The members of the panel were denied access by Egyptian authorities to visit Morsi, and relied on testimonies, witness statements, NGO reports and independently submitted evidence.

They said that Morsi was being kept in solitary confinement for 23 hours a day, which under the UN guidelines, would classify as torture.

"He has been held under conditions that we found on the balance of probability was actually so bad - in terms of how degrading they were and how tough they were for him - that they could amount to torture," Blunt told Al Jazeera on Monday.

"Torture is a crime of universal jurisdiction. And we found that the responsibility for that would sit all the way up the Egyptian chain of command," he added. "So, if they had looked after him since our report, then it would be in Egypt's own interest to establish [an independent inquiry]." 

Also on Monday, Amnesty International urged the Egyptian authorities "to conduct an impartial, thorough and transparent investigation into the circumstances of Morsi's death, including his solitary confinement and isolation from the outside world"

It also called for a probe into the medical care Morsi was receiving, and for anyone found responsible for mistreatment to be held accountable.

'Unlawful isolation'

The calls cames two years after the HRW reported that Egyptian authorities had unlawfully isolated Morsi, preventing him from contacting or receiving visits from his family and lawyers since the military coup in 2013.

On June 4, 2017, Egyptian authorities allowed Morsi to receive visits from his family and lawyer for only the second time in nearly four years, according to the HRW.

These conditions undermined Morsi's right "to mount a legal challenge to his detention and a defence against the many prosecutions filed against him" and may have contributed to a decline in his health, HRW noted.

"Morsi's treatment is a window into the appalling conditions suffered by thousands of political detainees in Egypt," Joe Stork, HRW's deputy director of Middle East and North Africa, said at the time.

According to the report, during the first week of June in 2017, Morsi fainted twice and experienced a diabetic coma.

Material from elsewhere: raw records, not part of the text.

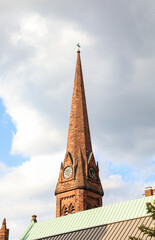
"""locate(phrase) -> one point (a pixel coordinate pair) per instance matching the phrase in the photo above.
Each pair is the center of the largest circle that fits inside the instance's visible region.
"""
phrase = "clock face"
(68, 172)
(92, 173)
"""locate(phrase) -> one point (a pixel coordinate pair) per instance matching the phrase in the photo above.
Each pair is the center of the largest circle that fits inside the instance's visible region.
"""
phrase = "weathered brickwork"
(78, 187)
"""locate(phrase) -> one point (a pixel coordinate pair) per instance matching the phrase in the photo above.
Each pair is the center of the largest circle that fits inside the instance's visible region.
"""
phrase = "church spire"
(79, 134)
(78, 187)
(4, 232)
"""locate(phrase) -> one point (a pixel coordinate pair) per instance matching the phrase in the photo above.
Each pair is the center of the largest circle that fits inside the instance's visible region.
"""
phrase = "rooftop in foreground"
(113, 213)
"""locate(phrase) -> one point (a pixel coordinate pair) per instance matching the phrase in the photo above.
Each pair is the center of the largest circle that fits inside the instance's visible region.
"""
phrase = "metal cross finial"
(78, 45)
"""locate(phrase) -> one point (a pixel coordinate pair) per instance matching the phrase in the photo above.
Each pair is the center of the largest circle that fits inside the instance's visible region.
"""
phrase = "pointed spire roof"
(79, 134)
(4, 223)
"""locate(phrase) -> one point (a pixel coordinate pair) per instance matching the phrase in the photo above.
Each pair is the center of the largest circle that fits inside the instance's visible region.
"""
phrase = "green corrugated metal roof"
(89, 218)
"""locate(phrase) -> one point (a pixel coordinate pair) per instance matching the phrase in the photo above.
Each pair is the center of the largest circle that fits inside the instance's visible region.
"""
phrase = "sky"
(37, 65)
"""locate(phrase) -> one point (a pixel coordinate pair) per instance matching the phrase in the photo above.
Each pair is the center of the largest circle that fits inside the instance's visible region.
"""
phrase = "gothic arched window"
(65, 211)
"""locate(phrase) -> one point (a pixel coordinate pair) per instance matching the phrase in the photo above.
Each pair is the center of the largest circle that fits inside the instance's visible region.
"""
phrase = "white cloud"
(36, 75)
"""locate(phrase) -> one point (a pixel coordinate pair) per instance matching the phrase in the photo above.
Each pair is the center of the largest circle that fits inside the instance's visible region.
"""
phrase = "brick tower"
(78, 187)
(4, 232)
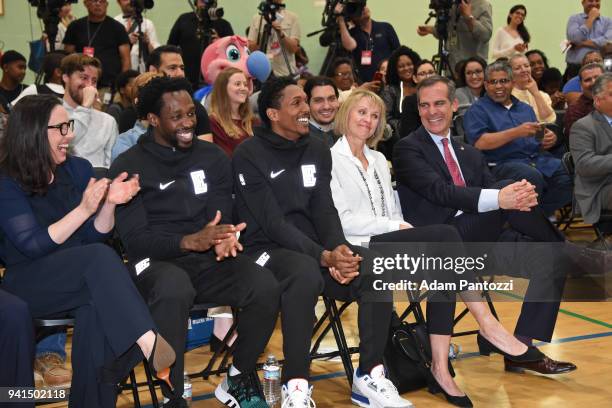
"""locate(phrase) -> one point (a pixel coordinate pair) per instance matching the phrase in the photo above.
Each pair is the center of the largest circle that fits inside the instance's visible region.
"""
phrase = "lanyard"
(89, 37)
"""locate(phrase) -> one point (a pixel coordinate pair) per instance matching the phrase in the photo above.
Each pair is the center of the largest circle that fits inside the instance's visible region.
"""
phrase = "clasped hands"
(220, 236)
(118, 191)
(342, 263)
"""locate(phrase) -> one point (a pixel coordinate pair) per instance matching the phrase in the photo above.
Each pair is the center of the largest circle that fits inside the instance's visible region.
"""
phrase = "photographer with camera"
(370, 41)
(140, 30)
(468, 26)
(276, 32)
(193, 31)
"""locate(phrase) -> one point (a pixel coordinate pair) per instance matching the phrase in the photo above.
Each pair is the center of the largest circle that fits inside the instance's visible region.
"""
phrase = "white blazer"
(351, 196)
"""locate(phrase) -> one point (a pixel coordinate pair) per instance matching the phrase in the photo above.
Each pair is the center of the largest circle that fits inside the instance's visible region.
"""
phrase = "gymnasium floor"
(583, 335)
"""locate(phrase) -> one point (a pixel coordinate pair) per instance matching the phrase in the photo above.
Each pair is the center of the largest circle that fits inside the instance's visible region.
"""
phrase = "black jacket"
(180, 192)
(283, 194)
(425, 187)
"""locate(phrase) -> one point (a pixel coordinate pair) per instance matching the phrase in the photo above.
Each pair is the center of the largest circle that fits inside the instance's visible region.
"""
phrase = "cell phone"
(539, 136)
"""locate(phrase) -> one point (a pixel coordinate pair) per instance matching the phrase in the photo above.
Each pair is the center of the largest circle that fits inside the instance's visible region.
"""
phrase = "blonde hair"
(342, 118)
(221, 110)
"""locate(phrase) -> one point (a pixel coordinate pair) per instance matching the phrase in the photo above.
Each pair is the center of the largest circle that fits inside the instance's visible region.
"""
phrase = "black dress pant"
(91, 283)
(537, 319)
(16, 345)
(170, 288)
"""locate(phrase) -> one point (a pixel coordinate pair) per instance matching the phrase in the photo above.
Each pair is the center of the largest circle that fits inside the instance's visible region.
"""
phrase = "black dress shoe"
(435, 388)
(545, 365)
(485, 347)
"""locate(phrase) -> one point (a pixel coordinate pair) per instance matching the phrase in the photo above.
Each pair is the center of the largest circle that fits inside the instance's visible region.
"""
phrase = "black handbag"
(407, 356)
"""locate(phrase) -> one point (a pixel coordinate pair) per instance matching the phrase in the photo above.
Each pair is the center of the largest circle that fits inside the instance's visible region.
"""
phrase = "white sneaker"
(297, 398)
(376, 392)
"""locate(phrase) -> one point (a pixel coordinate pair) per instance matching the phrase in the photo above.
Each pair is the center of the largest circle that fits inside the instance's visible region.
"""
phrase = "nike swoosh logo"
(276, 174)
(165, 186)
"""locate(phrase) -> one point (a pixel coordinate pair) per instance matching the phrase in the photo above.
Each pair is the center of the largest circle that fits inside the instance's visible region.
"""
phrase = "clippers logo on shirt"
(199, 183)
(308, 175)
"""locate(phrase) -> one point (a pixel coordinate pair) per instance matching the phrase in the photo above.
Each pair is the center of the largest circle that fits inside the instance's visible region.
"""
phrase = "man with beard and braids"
(322, 97)
(282, 185)
(94, 131)
(180, 242)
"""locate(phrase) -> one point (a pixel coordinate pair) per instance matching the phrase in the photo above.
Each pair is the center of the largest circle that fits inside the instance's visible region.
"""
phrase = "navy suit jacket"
(425, 187)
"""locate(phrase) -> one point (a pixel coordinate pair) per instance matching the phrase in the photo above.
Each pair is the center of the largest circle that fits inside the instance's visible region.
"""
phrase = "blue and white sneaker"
(376, 391)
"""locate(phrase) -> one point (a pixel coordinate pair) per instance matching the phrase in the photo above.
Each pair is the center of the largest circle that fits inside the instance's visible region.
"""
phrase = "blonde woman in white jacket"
(365, 200)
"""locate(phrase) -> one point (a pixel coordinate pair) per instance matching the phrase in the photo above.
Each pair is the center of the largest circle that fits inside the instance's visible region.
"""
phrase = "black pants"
(16, 345)
(537, 319)
(91, 283)
(170, 288)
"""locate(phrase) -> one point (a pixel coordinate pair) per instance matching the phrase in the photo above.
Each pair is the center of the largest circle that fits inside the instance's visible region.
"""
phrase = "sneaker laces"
(299, 399)
(385, 387)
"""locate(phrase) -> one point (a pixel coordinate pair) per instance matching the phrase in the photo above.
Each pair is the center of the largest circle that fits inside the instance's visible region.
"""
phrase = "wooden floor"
(583, 335)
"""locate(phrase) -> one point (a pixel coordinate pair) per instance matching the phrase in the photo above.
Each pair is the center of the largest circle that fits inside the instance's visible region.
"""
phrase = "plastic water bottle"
(271, 383)
(187, 391)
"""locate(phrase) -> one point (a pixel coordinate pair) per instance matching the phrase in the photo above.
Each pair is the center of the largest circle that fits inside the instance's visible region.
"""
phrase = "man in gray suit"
(591, 147)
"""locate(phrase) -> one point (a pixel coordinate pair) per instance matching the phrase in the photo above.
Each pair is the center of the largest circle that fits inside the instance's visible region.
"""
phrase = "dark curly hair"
(150, 96)
(271, 94)
(522, 30)
(392, 76)
(25, 155)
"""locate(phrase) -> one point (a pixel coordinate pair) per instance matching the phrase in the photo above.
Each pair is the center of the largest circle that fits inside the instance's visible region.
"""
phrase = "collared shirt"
(487, 201)
(488, 116)
(577, 31)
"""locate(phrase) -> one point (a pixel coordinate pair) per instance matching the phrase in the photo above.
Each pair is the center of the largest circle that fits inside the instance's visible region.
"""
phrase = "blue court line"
(461, 357)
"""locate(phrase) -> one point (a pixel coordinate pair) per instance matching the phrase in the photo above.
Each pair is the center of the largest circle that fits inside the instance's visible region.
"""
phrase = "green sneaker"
(241, 391)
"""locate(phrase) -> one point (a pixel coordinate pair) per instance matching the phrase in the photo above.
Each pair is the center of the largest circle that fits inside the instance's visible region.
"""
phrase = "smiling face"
(237, 89)
(474, 75)
(537, 65)
(323, 104)
(362, 121)
(435, 109)
(290, 120)
(58, 143)
(499, 87)
(175, 125)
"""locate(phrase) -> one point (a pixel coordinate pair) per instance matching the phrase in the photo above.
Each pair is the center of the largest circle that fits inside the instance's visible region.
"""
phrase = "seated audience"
(584, 105)
(322, 96)
(411, 120)
(526, 90)
(400, 83)
(591, 148)
(572, 88)
(55, 216)
(13, 72)
(551, 84)
(472, 80)
(52, 79)
(443, 181)
(122, 100)
(514, 37)
(504, 129)
(130, 137)
(283, 193)
(231, 119)
(539, 63)
(94, 131)
(182, 253)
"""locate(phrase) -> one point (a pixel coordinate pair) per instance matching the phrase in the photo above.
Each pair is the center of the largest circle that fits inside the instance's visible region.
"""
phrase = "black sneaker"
(241, 391)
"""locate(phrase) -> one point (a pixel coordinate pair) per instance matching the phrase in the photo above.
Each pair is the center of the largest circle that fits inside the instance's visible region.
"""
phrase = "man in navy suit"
(441, 180)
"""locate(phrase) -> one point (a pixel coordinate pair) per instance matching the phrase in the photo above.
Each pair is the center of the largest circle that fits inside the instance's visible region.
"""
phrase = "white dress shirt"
(359, 220)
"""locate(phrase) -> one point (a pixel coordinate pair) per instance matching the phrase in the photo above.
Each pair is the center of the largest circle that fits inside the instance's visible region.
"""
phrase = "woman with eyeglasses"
(410, 119)
(472, 81)
(514, 37)
(54, 217)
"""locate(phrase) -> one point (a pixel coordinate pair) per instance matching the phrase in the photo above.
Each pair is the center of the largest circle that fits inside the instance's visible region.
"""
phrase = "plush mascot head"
(233, 51)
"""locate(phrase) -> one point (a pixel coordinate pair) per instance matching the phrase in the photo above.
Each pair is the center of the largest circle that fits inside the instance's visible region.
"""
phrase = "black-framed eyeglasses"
(63, 127)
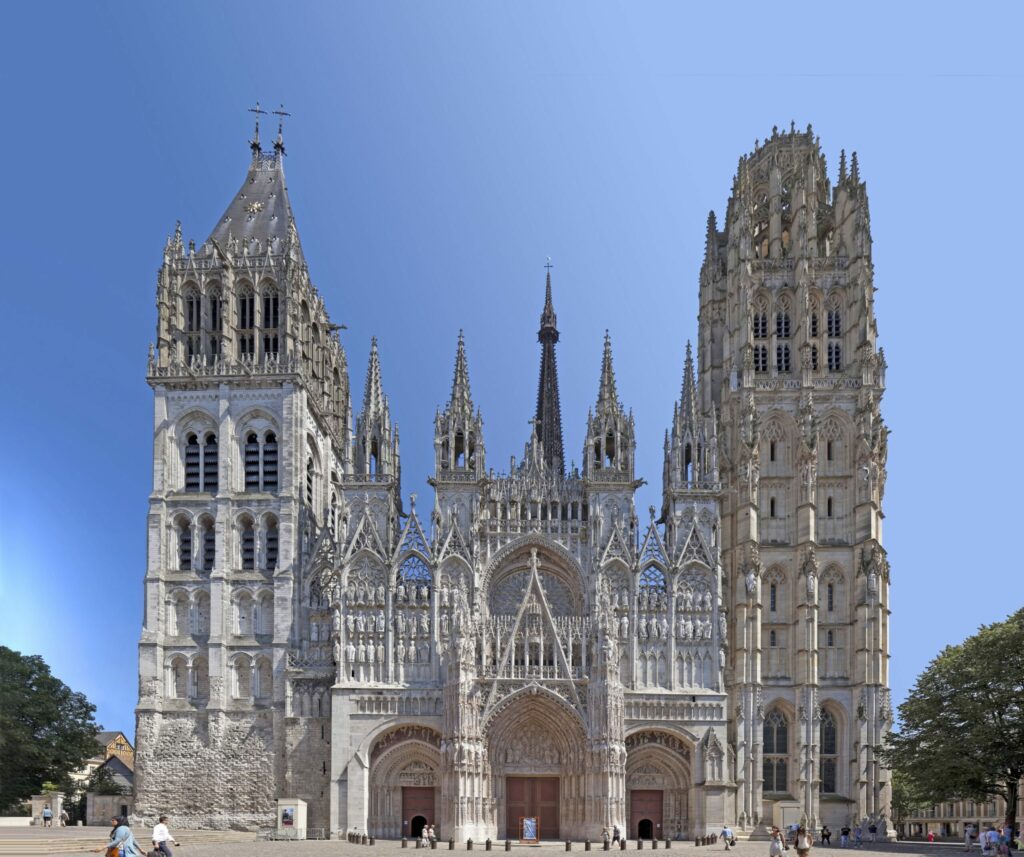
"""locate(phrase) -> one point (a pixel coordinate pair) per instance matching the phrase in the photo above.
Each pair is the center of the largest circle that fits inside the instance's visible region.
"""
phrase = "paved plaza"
(31, 841)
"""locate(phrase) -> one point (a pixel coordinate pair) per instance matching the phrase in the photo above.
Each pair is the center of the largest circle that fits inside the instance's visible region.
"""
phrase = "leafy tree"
(46, 729)
(963, 734)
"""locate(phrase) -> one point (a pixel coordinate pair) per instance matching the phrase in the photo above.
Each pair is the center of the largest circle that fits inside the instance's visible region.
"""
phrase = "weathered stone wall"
(212, 770)
(307, 761)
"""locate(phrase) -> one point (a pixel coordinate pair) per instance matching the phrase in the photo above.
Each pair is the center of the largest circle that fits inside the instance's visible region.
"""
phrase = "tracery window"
(776, 752)
(829, 753)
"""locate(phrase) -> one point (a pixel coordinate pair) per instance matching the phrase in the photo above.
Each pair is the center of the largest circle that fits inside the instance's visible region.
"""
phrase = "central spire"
(548, 423)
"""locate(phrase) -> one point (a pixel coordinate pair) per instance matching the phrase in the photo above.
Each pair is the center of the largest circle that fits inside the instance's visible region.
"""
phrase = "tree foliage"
(963, 724)
(46, 729)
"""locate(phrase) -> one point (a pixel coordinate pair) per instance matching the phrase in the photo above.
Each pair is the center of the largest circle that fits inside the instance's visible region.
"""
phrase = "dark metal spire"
(548, 423)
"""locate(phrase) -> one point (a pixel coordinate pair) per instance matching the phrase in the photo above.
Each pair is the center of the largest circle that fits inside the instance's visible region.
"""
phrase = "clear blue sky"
(437, 155)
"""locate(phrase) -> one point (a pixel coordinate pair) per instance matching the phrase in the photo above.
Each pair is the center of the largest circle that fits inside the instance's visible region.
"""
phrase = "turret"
(376, 444)
(458, 430)
(610, 445)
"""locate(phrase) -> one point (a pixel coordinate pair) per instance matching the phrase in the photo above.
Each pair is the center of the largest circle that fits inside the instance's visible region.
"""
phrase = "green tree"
(46, 729)
(963, 724)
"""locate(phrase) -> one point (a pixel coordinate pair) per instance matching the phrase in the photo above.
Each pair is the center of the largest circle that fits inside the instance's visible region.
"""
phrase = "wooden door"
(537, 797)
(646, 806)
(417, 809)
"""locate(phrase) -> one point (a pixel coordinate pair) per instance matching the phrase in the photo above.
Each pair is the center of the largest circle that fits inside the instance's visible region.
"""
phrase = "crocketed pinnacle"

A relative of Morsi told HRW in 2015 that a prison nurse or doctor usually checks the former president's blood pressure and sugar level every few days but provided no other healthcare.

The relative said the authorities had never allowed the family to deliver any food or medicine - as most relatives of prisoners do to supplement the often dangerously meager provisions in Egyptian prisons - and that Morsi had been buying his own insulin using money deposited by his family.

The authorities had also denied Morsi any access to newspapers, television and phone calls, the relative added.

In October 2018, Morsi's son, Abdullah, was arrested days after he told The Associated Press news agency in an interview that his father's health had deteriorated due to prison conditions and that the family was rarely allowed to visit.

Abdullah said he was seeking more visitation rights and better healthcare for his ailing father.